Inoltre, siamo nel momento del clou del virus respiratorio sinciziale”, dice Rino Agostiniani, consigliere nazionale della Società Italiana di Pediatria, che sottolinea che “è importante che i bambini che hanno sintomi influenzali rimangano a casa”. “Ho scritto al ministro della Salute con l’obiettivo di accedere un faro su una malattia che provoca, soprattutto tra i neonati, gravi patologie, anche mortali: la bronchiolite.

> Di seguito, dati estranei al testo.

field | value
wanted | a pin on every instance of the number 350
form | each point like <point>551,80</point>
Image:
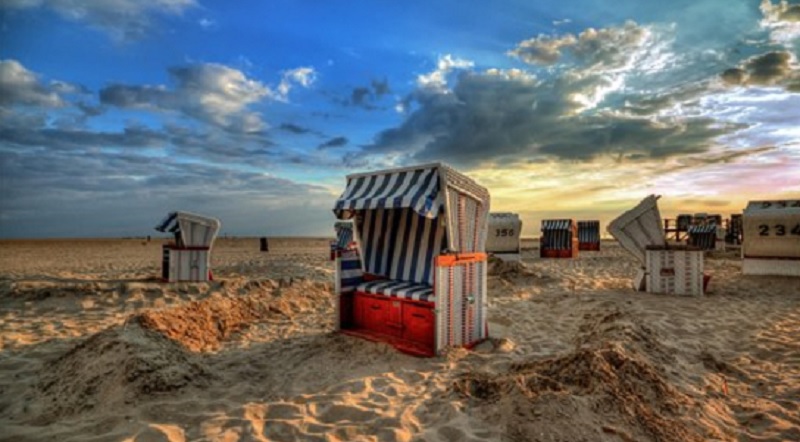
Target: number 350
<point>779,230</point>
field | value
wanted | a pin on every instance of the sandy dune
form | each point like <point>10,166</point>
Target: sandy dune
<point>93,348</point>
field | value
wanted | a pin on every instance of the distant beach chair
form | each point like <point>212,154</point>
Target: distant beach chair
<point>733,230</point>
<point>504,237</point>
<point>703,236</point>
<point>417,277</point>
<point>665,269</point>
<point>589,235</point>
<point>771,238</point>
<point>559,239</point>
<point>188,257</point>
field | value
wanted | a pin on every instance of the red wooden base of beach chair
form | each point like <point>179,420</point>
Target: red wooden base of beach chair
<point>565,253</point>
<point>407,325</point>
<point>590,246</point>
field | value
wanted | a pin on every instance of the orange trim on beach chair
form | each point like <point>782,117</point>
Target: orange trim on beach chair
<point>459,259</point>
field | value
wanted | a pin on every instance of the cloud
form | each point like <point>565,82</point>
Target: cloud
<point>211,93</point>
<point>19,86</point>
<point>122,19</point>
<point>295,129</point>
<point>607,48</point>
<point>304,76</point>
<point>126,193</point>
<point>782,20</point>
<point>334,142</point>
<point>207,23</point>
<point>366,96</point>
<point>502,117</point>
<point>359,96</point>
<point>771,68</point>
<point>437,79</point>
<point>601,62</point>
<point>81,140</point>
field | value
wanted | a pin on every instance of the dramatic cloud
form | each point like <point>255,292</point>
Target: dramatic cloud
<point>295,129</point>
<point>608,48</point>
<point>212,93</point>
<point>366,96</point>
<point>504,119</point>
<point>19,86</point>
<point>304,76</point>
<point>782,20</point>
<point>437,79</point>
<point>127,193</point>
<point>772,68</point>
<point>123,19</point>
<point>60,139</point>
<point>334,142</point>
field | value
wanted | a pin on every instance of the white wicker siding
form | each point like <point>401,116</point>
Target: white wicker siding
<point>771,232</point>
<point>678,272</point>
<point>188,265</point>
<point>505,231</point>
<point>639,227</point>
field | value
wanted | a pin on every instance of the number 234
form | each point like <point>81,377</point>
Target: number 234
<point>780,230</point>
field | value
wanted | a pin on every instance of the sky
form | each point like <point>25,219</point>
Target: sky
<point>115,112</point>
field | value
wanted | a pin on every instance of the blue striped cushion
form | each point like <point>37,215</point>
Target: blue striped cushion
<point>398,289</point>
<point>400,244</point>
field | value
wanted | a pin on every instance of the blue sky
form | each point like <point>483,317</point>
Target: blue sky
<point>114,112</point>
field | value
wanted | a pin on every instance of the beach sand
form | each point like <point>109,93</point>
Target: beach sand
<point>94,348</point>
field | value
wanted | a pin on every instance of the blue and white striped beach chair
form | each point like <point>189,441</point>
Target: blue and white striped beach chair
<point>420,278</point>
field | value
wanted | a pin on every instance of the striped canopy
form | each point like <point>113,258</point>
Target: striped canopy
<point>703,228</point>
<point>414,188</point>
<point>192,229</point>
<point>556,224</point>
<point>344,233</point>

La Commissione europea ha autorizzato il vaccino Nirsevimab che ha già passato severissime e rigidissime misure di controllo da parte di Ema. Questo farmaco potrebbe essere uno strumento fondamentale per la lotta alla bronchiolite ed è arrivato il momento che venga adottato anche nel nostro Paese, quanto prima”, ha intanto fatto sapere Orfeo Mazzella, capogruppo del Movimento 5 Stelle in Commissione Affari Sociali al Senato, citando il caso di una neonata di tre mese morta a fine anno probabilmente proprio a causa di questo virus.

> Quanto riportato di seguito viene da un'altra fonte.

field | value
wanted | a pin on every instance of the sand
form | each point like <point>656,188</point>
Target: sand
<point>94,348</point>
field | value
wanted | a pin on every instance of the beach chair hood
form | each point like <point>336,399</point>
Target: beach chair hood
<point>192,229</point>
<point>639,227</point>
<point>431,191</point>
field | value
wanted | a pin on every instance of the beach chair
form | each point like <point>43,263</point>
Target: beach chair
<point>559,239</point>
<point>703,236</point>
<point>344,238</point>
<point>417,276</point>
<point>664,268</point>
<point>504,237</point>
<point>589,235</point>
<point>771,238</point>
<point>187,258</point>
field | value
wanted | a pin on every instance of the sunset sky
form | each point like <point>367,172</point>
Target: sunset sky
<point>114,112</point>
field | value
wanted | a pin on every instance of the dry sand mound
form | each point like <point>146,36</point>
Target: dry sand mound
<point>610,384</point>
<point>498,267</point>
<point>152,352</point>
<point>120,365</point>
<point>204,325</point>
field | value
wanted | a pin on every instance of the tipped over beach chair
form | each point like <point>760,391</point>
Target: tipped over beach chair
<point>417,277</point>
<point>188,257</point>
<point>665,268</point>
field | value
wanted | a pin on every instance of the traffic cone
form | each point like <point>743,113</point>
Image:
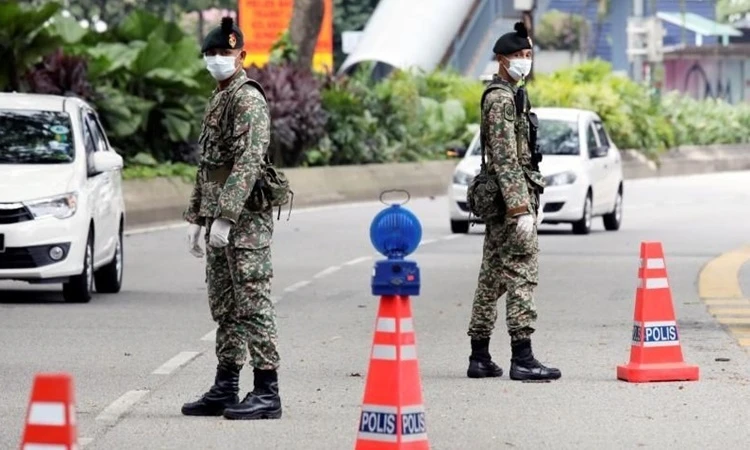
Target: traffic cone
<point>656,352</point>
<point>392,415</point>
<point>50,420</point>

Intanto nelle ultime due settimane, in Italia, l’influenza e le sindromi simil-influenzali hanno fatto registrare numeri da record: due milioni di persone messe a letto solo nelle ultime due settimane dell’anno, con tassi elevati soprattutto nei bambini più piccoli “che sono quelli nel corso degli ultimi anni non hanno sviluppato un patrimonio immunitario per difendersi dall’infezione”, spiega Agostiniani. Covid-19, al contrario, nell’ultima rilevazione del ministero della Salute e dell’Istituto Superiore di Sanità ha mostrato un lieve rallentamento.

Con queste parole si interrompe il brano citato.